T

he launch of the iPhone 16 has once again brought the debate to the forefront: Should young people be investing in such expensive devices?

The lines outside Apple stores and the frenzy around each new release are undeniable, but is the investment really worth it, especially for the young generation?

For many teens and young adults, owning an iPhone has become more than just a necessity—it’s a status symbol. It’s trendy, and in many circles, having an iPhone is a way to "fit in." But at what cost?

Is the Investment Worth It?

An iPhone comes with a hefty price tag, and while it offers a premium experience, most young users are not fully utilizing the device's advanced capabilities.

For many, an iPhone is primarily used for scrolling through Instagram, watching TikToks, or messaging friends—activities that any mid-range smartphone can handle just as well.

When the primary use of such an expensive phone is consumption rather than creation, it begs the question: Is it really worth the investment?

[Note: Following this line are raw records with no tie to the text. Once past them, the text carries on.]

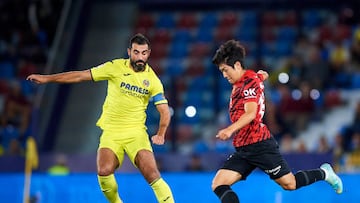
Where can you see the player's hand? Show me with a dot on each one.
(158, 139)
(224, 134)
(264, 74)
(36, 78)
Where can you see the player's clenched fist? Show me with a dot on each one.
(38, 79)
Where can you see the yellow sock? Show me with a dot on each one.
(162, 191)
(109, 187)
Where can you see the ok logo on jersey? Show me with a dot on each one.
(249, 92)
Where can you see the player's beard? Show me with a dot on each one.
(138, 65)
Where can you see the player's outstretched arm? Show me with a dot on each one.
(164, 122)
(65, 77)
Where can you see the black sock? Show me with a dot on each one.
(304, 178)
(226, 194)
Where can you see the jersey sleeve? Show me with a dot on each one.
(102, 72)
(157, 92)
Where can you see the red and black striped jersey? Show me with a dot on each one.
(249, 88)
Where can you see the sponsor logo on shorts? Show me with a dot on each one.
(273, 171)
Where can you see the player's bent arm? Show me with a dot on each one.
(164, 122)
(246, 118)
(65, 77)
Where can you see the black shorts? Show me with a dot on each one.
(265, 155)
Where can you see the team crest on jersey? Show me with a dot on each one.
(146, 83)
(250, 92)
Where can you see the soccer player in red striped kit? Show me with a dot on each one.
(254, 144)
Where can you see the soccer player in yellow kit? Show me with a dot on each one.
(131, 84)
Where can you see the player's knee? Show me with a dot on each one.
(151, 175)
(214, 185)
(105, 170)
(291, 185)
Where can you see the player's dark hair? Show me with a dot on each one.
(229, 53)
(139, 39)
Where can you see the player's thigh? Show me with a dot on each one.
(110, 153)
(225, 177)
(136, 144)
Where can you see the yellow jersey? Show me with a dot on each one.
(128, 94)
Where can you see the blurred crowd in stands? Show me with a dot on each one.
(311, 54)
(27, 31)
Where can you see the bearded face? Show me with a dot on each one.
(139, 54)
(138, 65)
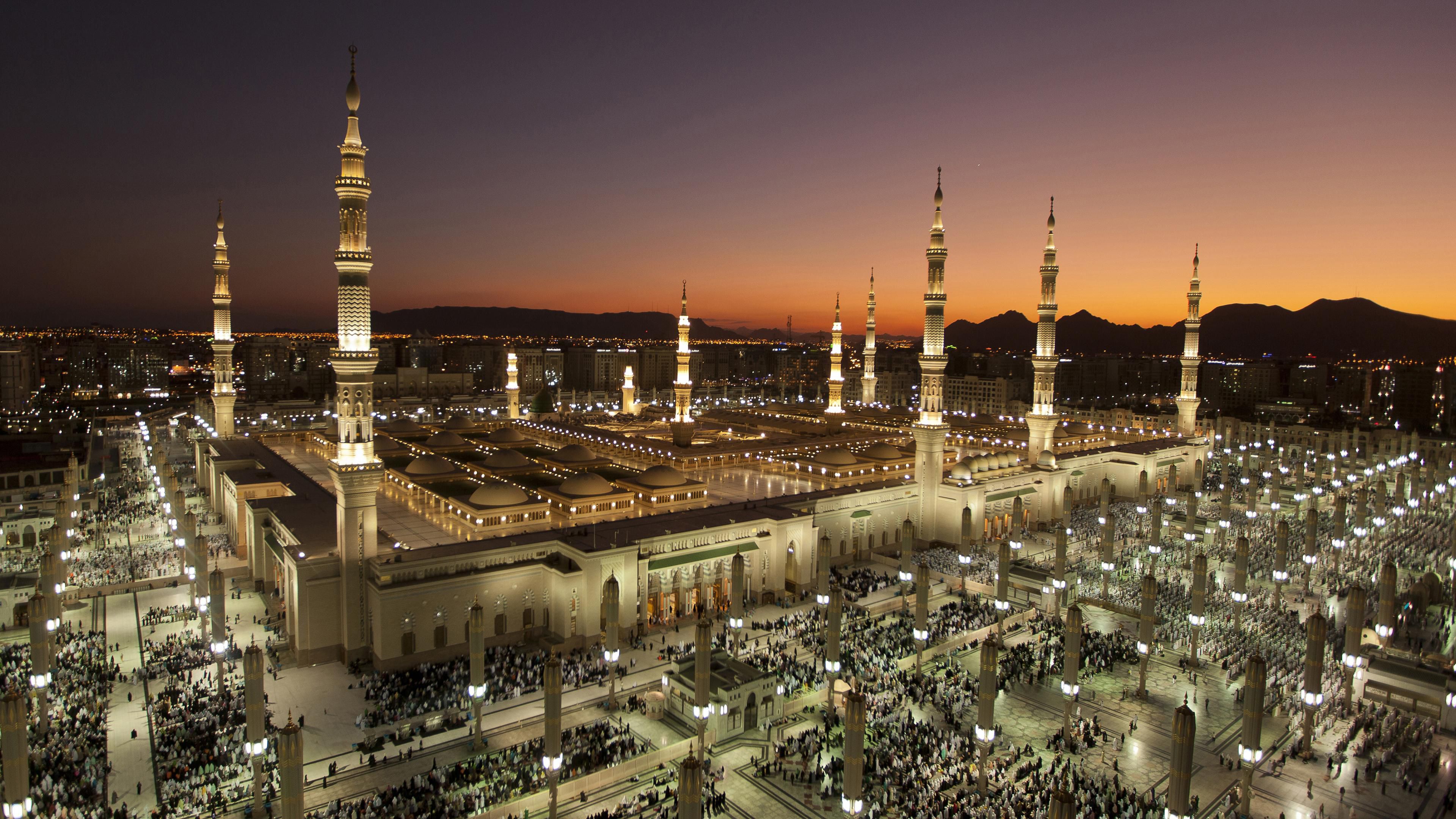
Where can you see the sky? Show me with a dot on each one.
(592, 157)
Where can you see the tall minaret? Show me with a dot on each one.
(355, 470)
(513, 388)
(223, 395)
(1189, 394)
(929, 433)
(836, 373)
(867, 382)
(683, 387)
(1042, 423)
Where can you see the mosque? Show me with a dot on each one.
(375, 541)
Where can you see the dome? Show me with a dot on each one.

Buying on EMI: A Financial Trap?

The easy availability of EMI options has made it possible for young people, even those without substantial income, to own iPhones.

While this may seem like a convenient way to manage the cost, it often leads to long-term financial commitments.

Stretching payments out over months or years may feel manageable at first, but it’s important to recognize the risk of falling into a debt cycle for a device that will quickly become outdated.

It’s concerning that many young people are willing to take loans or commit to installment payments just to have the latest phone, driven largely by social pressures and FOMO (Fear of Missing Out).

Laksh Dua, co-founder of WeCredit, states: “The fear of missing out, or FOMO, is a significant psychological factor driving Gen Z’s purchasing decisions.

The fear of being left behind in terms of technology and social status motivates individuals to take loans for iPhones to align with the perceived lifestyle of their peers and influencers.”

The iPhone as a Status Symbol

In many schools and social circles, owning an iPhone is seen as a mark of belonging to the “cool” or “affluent” group. It’s become a kind of ticket out of the "poor" club, and Android users are often teased as "broke" or "outdated."

This pressure to keep up with peers is one of the main reasons why young people are willing to go into debt or spend large portions of their savings on a device.

While the allure of being part of the iPhone club is strong, it’s important to recognize that social status based on material items is fleeting. In just a year or two, the newest iPhone will be out, and the cycle will start all over again.

Chasing after the latest trend can leave young people caught in an endless loop of consumerism, preventing them from building real financial security or investing in more meaningful pursuits.

Are We Paying for the Brand?

The manufacturing cost of an iPhone is significantly lower than the price tag you see in stores. Much of what you pay for is branding, design, and marketing—not the actual technology.

This isn’t to say that iPhones aren’t high-quality devices, but it does highlight the gap between the actual product and the price consumers are willing to pay.

Apple has successfully turned the iPhone into a luxury item, and part of its appeal is the social status it confers.

But it’s worth questioning whether young people should be spending such large sums on a phone when there are plenty of more affordable options that offer similar functionality.

The Real Question: Does It Make Sense?

With young people increasingly glued to social media platforms like Instagram and TikTok, it’s essential to question whether buying an iPhone is about utility or simply staying in trend.

If the primary use of the phone is passive consumption—scrolling through endless feeds and watching videos—then it’s hard to justify the high cost of an iPhone.

Moreover, for young people who are still learning about financial responsibility, it’s important to consider whether buying an iPhone on EMI or taking out loans is a good long-term decision.

Debt incurred for a smartphone doesn’t offer any return on investment. Instead, it often becomes a liability that takes money out of your pocket for months or years to come.

Learning from Rich Dad Poor Dad

In Rich Dad Poor Dad, Robert Kiyosaki teaches that true wealth comes from acquiring assets—things that put money in your pocket—not liabilities.

An iPhone, especially when purchased on EMI, becomes a liability that drains your finances without offering much in return. It may bring temporary satisfaction, but in the long run, it’s unlikely to provide the same value as investing in something that helps build wealth or skills.

Young people should be encouraged to think critically about their purchases and prioritize spending that adds value to their lives in the long term.

Financial freedom is about making smart choices, and that starts with understanding the difference between wants and needs.

Think Beyond the Trend

In a world driven by social media and constant comparisons, it’s easy to fall into the trap of thinking you need the latest iPhone to fit in or stay relevant. But the reality is, owning an iPhone doesn’t define your worth or success.

What matters more is how you use your resources—your time, money, and energy—to create a life of meaning, purpose, and financial freedom.

Rather than following the crowd, young people should be empowered to make decisions that align with their long-term goals.

A phone is a tool, not a status symbol, and the focus should be on making smart financial choices that allow for growth, creativity, and independence.